The brouhaha created by opposition parties over the release of the second draft of the National Register of Citizens for Assam, is manufactured. It is manufactured for the following reasons. One, the list is not a final document; that is still some months away. Two, those who do not find their names in the list can approach the authorities with the their claims and objections by citing evidence in favour of their inclusion. Three, the massive exercise to distinguish genuine citizens from illegal migrants from neighbouring Bangladesh has been conducted under the supervision of the Supreme Court. Four, the process is religion-neutral. And five, it is in keeping with long-standing demands made by the people of Assam to weed out infiltrators who have not just changed the demography of large parts of the State but also sought to appropriate resources of the State at their cost.

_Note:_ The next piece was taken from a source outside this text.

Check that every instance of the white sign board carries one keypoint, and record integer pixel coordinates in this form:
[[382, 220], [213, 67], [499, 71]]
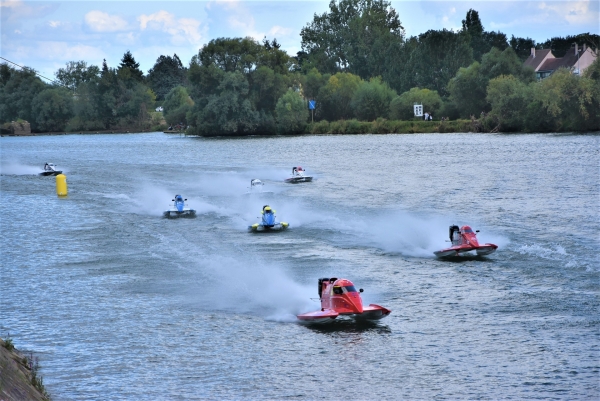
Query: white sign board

The Opposition, especially the Congress, the Left and the Trinamool Congress, have put forth the ‘humanitarian’ angle to justify their criticism. The Congress has claimed that the process conducted by the BJP-led regime at the Centre and in Assam, has been “tardy”. Trinamool Congress chief and West Bengal Chief Minister Mamata Banerjee alleged that people with Bengali names were deliberately excluded from the list. Even
Amnesty International has jumped into the fray. In the first place, those who ultimately fail to prove their credentials and find themselves out of the final NRC list, are not going to be instantly deported to wherever they came from, or cast into the sea. It is possible that, to begin with, they will have some of the privileges Indian citizens enjoy, curtailed. But eventually they need to be sent back. India cannot become a dumping ground for illegal migrants. A similar outrage had been witnessed in the case of nearly one million Rohingya Muslims who entered India illegally and continued to live illegally.
As of now, nearly 40 lakh persons have not made it to the NRC, and this includes almost 2.5 lakh “doubtful” voters and those whose cases had been referred to foreigners’ tribunals. As things stand, the Election of Commission will take a final call on the voting rights of these people; for the present, they will not have those rights, while other privileges, including Government subsidies etc, will be continue to be available to them. So, humanitarianism has not been thrown to the winds.
It is funny for the Congress to say that Indians are being made refugees in their own country. How does the party call people in Assam, who cannot substantiate their claim to be Indians, citizens of this country? The real Indian refugees are the Kashmiri Pandits, and various Congress regimes at the Centre and in Jammu & Kashmir have over the years failed to address their grievances. The reason why the Congress and the others are shedding tears for illegal migrants in Assam and elsewhere is that the latter have over the years been cultivated as vote-banks. They were given ration cards, voter identification cards, and even Aadhar cards. Indebted for these favours, they naturally voted for those who continued to legitimise their illegal stay.
The opposition has also added a communal twist to the exercise. It says that the BJP regime has been targeting people from a certain community (Muslims) in the preparation of the NRC. The fact is that a large number of the infiltrators who have crossed over from Bangladesh belong to the minority community, and so it is obvious that the vast majority of those who will be eventually left out will be those from this community. At the same time, there are also Hindus among the illegal migrants and they too will face the same standards in establishing their Indian identity. While the Congress is eager to reclaim its support among the Muslims of Assam, which it has substantially lost to some regional outfits there, the Trinamool Congress is determined to send a communal message to constituents in West Bengal. Indeed, that State too needs to be cleansed of illegal migrants — and they support the Trinamool Congress now, as they did the Left in the past years.
Those who argue that the issue of illegal migration in Assam has been blown out of proportion, should take a look at figures. At least nine districts of the State now have a Muslim presence that is over 50 per cent of the total population of those districts. In some districts, the figure is as high as 80 per cent. These are skyrocketed numbers when compared to the figures of the previous two Census reports. Only large-scale migration from neighbouring regions can explain the phenomenon. A similar situation is waiting to explode in West Bengal, where already a clutch of districts has seen dramatic shifts in demography.
Assam is now peaceful, but it was not always so since independence. It has seen various movements — which often turned violent — in favour of ethnic Assamese and against infiltration. Those in the forefront where organisations such as the Asom Gana Parishad and the All Assam Students Union. The 1985 Assam Accord signed between the Rajiv Gandhi Government and these outfits was mandated to settle the issue once and for all. But both in letter and in spirit, successive regimes at the Centre and in the State, primarily Congress-led ones, destroyed the accord. The net result was that illegal immigration continued unabated, resentment among legitimate citizens of Assam (and this includes Muslims) continued to grow, and the new BJP regime led by Sarbanand Sonowal in the State was faced with the onerous task of resolving the matter.
Now that the bull has been taken by the horns, neither the Centre nor the State should back down. It’s time to clean up. Let opposition parties cry foul, let so-called human rights activists shout from the rooftops, let politicians extract petty mileage. National interest is supreme.